Mr. Cornwell, Obviously a dozen years here in the States haven’t been enough, because there are some things you still clearly don’t yet understand.
Here in America we date the beginning of the Revolution to 19April 1775. That’s not entirely true, although it is the date that the shooting started. The American Revolution began in January of 1629 with the dissolution of Parliament by Charles Stuart, when Oliver Cromwell and William Penn were both unknown gentry in the English countryside. It was this during this shared history that the Right to Arms became a Natural Right, that is, one that obtains regardless of any mention in any document. This is also true for our 1st and 4th Amendments, which are also pre-existent Rights.
This was and is a legal argument. Tossing in public policy issues is bad form, to say the least. But since you insist, how about you explain how it is that the areas in the USA with the highest per capita gun ownership rates also have the lowest crime rates?

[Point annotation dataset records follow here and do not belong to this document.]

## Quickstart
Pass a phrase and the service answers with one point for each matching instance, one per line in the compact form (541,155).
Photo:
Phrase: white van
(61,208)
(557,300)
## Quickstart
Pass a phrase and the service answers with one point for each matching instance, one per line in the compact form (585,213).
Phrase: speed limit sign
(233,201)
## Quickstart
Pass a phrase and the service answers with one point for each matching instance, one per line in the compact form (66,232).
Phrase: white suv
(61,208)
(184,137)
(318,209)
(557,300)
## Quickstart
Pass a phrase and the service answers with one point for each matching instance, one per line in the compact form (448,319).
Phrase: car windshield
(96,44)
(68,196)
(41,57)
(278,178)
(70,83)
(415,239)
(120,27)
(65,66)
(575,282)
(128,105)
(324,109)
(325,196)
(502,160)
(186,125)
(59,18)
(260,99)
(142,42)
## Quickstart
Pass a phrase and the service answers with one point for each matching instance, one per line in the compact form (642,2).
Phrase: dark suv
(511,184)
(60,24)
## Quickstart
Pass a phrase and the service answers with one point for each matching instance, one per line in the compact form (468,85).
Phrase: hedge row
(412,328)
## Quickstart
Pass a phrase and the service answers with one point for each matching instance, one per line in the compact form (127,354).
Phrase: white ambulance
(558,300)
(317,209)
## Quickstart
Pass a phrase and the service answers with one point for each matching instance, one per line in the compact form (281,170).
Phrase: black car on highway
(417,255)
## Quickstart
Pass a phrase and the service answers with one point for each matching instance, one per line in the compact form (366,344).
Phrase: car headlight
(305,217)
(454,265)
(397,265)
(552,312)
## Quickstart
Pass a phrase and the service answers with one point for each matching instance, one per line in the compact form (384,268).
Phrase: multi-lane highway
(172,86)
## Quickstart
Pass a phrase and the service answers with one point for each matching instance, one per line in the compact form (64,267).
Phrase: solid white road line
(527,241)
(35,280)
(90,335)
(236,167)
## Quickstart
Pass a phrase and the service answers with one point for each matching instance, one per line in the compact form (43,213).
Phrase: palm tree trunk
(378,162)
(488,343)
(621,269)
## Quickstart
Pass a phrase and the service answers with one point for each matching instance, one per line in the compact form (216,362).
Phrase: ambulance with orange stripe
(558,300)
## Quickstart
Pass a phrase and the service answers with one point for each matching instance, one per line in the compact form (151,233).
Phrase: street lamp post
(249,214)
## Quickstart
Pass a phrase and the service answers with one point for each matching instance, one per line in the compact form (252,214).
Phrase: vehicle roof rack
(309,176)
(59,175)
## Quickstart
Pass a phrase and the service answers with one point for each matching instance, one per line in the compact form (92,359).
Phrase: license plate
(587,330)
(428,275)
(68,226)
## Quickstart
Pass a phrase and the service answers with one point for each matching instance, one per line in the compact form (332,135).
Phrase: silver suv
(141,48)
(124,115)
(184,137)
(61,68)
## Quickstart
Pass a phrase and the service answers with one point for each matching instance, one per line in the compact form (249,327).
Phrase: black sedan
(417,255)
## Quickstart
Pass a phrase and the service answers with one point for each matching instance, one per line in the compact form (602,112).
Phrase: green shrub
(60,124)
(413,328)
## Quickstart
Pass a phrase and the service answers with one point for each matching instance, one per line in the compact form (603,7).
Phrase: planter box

Complain about this comment
Posted by Peter | 29.06.08, 00:39 GMT
Comment by Peter — June 28, 2008 #
The Twit Peter came to America about the time that Englishmen lost their firearm rights. I have talked with many of them who wish they had them back. If the multicults aren’t getting them, their own government is. England is basically gone - a few years after their rights to firearms.
Comment by Flanders Fields — June 29, 2008 #
“How exactly are the thoughts of statesmen of the late 18th century to be divined and applied to gun control in the first decade of the 21st?”
Pretty much the same way we extend freedom of speech to radio, television, and the internet. Of course, he may not understand this since UK libel laws basically gut free speech in England.
Comment by PN NJ — June 30, 2008 #
The only reason these British subjects pipe up is because they are bitter, for they have no guns or religion left to cling to. In fact, the Brits have nothing, for the sold it all for “feeling safe” and “accepted” by the Europeans.